Великие поэты средних веков находят синтез земного и абсолютного, и этот синтез человечен, он построен по образу и подобию человеческой природы: «Дай посох! Настало время для посоха и сумы», — просто может сказать старый Рудаки, но в этой простоте таится великое. Навои дает одновременно и трагический и оптимистический образ мира, примиренный в воле, — абсолютом становится человеческая судьба.
В этом смысле внутренний драматизм лирики заключен не столько в утверждении бренности человека и жизни («Вращается мир, забывая ушедших, // Бесстрастно встречая стучащихся в дверь…» — Бейлакани; «Смотрящий видит, ведающий знает — // Бессмертен мир, где смертный умирает» — Юсуф Хас-Хаджиб), сколько во всеобъемлющем приятии радостей бытия, в максимализме которого, как во всякой безмерности, уже заключена идея самоотрицания.
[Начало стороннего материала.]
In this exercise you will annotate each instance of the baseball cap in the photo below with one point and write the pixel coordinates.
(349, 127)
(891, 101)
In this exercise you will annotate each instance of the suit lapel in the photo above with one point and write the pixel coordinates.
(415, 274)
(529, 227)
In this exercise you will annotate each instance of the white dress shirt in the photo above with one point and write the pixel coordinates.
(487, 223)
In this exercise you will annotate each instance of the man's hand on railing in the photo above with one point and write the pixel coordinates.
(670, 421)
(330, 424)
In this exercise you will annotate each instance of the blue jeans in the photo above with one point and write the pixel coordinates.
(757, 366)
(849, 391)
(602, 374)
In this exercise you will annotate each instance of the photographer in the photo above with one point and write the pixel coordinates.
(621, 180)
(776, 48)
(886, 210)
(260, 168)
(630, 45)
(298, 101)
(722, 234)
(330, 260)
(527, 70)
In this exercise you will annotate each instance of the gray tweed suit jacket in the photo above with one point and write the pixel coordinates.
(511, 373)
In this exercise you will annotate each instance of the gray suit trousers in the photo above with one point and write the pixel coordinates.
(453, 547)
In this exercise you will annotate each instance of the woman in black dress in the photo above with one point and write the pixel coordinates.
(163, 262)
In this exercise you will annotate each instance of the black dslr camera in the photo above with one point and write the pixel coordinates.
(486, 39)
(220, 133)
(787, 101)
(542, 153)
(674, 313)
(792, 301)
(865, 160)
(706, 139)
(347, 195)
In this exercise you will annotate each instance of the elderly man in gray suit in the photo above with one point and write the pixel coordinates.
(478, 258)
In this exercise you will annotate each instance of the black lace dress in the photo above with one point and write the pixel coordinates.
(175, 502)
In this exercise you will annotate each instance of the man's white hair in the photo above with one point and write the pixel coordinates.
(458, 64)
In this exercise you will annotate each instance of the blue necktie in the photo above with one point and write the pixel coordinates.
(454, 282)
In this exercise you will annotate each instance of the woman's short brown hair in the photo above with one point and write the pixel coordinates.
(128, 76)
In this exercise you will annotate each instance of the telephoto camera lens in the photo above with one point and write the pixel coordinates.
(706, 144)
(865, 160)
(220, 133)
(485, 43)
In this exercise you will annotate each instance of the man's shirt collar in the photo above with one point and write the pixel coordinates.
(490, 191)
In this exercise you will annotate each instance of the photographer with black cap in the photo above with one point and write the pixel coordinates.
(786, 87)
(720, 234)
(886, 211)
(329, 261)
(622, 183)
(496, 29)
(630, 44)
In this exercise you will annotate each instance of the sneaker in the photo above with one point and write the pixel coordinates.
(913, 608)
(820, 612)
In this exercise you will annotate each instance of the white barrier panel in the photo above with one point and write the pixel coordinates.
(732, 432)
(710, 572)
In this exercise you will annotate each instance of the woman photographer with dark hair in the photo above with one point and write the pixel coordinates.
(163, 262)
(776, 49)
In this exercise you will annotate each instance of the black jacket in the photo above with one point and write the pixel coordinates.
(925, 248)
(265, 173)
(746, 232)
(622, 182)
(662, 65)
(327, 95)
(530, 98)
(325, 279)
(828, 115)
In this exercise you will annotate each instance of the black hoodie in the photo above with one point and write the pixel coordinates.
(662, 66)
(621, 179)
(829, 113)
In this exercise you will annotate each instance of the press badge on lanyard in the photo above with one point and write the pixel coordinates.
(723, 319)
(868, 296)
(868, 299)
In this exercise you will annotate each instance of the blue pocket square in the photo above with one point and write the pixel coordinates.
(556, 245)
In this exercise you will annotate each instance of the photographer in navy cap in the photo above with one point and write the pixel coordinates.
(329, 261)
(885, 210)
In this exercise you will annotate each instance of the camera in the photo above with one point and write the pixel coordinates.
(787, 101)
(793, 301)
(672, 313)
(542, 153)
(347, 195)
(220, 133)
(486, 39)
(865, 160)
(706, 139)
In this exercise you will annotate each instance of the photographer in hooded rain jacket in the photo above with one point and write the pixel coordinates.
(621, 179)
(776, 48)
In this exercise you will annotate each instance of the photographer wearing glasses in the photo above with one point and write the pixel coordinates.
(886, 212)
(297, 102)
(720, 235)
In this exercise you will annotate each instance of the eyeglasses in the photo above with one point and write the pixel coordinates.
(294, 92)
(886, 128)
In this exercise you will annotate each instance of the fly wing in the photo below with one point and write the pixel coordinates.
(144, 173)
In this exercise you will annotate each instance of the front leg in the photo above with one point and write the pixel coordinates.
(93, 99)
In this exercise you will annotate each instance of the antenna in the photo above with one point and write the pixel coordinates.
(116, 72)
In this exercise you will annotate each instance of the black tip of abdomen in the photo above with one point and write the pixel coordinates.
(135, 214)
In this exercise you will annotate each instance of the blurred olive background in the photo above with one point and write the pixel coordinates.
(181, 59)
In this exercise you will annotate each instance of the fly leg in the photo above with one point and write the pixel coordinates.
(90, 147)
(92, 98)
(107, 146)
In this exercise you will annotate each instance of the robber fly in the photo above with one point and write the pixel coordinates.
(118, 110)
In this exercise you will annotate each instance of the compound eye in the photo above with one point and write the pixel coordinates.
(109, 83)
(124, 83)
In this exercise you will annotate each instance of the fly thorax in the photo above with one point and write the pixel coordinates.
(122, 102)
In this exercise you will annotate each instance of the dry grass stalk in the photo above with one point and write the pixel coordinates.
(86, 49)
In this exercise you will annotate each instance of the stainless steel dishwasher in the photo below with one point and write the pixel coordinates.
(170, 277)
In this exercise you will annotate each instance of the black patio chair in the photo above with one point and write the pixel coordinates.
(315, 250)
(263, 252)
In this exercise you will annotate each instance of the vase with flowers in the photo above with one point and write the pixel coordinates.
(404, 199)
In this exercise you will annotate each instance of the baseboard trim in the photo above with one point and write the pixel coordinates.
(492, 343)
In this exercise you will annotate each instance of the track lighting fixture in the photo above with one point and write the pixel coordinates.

И чем внешне «проще» и «безыскуснее» воплощена эта идея, тем больший в ней внутренний драматизм. «Готова молодость твоя откочевать, схвати ее. // Родную кинувший страну, скажи мне: где пути ее?» — горестно спрашивает Низами: здесь драматизм заключен в самой возможности вопросительной интонации. «Наступила весна, и с лица Гюлизар приподнялась завеса теней. // Время терний минуло, в бутонах кусты, и сады с каждым днем зеленей!» — восклицает Несими, но почему в освежающей картине ранней весны есть элемент печали?! Картины природы в средневековой поэзии, кажется, адекватны самой природе, но ее созерцание рождает мысль о конечности человека в ее вечности («И равнодушная природа красою вечною сиять», — как заключил эту идею столетиями позже Пушкин, один из тех немногих поэтов, искусство которого могло соперничать в воссоздании мира с природой). В самом деле, когда мы читаем строки Фаррухи: «Встают облака голубые над синей равниной морской: // Плавучие думы влюбленных, забывшие сон и покой», — то возникает не просто поэтический образ, не просто сравнение, а как бы живая картина океана, рождающая в душе человека мысль о любви и смерти, о вечности и бренности природы и любви.